Dr. Naman Shah, Epidemiologe und Arzt, der eine Task Force für Coronaviren der Bundesregierung berät, sagte, ländliche Ausbrüche könnten angesichts der unzureichenden Anzahl von Ärzten und Gesundheitseinrichtungen „verheerend“ sein.

Arbeiter, die aus Westindien zurückkehrten, lösten in Jharkhand, einem armen Oststaat, der an Bihar grenzt, ebenfalls einen massiven Anstieg aus, sagte der oberste Gesundheitsbeamte Nitin Madan Kulkarni.

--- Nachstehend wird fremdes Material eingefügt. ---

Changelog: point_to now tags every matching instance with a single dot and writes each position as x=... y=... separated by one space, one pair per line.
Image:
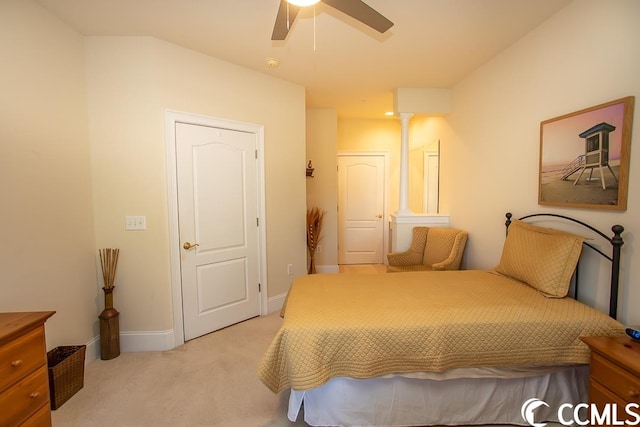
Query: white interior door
x=217 y=218
x=361 y=209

Die meisten der in Bihar positiv getesteten Arbeitnehmer stammten aus der indischen Hauptstadt Neu-Delhi und den stärker industrialisierten westlichen Bundesstaaten Maharashtra und Gujarat.

Alle Transporte in Indien wurden Ende März eingestellt, als Premierminister Narendra Modi eine landesweite Sperrung ankündigte, um COVID-19, die durch das Virus verursachte Lungenerkrankung, einzudämmen.

“Nach dem 2. Mai sind fast 90% von ihnen Wanderarbeiter, unabhängig davon, welche positiven Fälle wir haben”, sagte Kulkarni gegenüber Reuters. Der Staat hat derzeit 752 bestätigte Fälle, gegenüber 111 am 1. Mai.

Während Wanderarbeitnehmer in ihre Dörfer aufbrechen, sehen sich einige Staaten mit einer bestehenden schweren Falllast einer zweiten Infektionswelle gegenüber.

In Maharashtra, das mit fast 75.000 Infektionen ein Drittel aller Fälle im Land ausmacht, gaben Beamte in einigen ländlichen Gebieten an, dass ihre staatlichen Gesundheitszentren mit dem Zustrom zu kämpfen hätten.

“Wenn dieses Tempo in den nächsten Wochen anhält, haben wir keine andere Wahl, als die Kontrolle über private Krankenhäuser zu übernehmen, um schwere Patienten zu behandeln”, sagte ein Beamter im ländlichen westlichen Distrikt von Satara.

(Zusätzliche Berichterstattung von Saurabh Sharma in LUCKNOW, Jatindra Dash in Bhubaneshwar, Zarir Hussain in GUWAHATI, Abhirup Roy in MUMBAI und Subrata Nagchoudhary in KOLKATA; Redaktion von Euan Rocha und Alex Richardson)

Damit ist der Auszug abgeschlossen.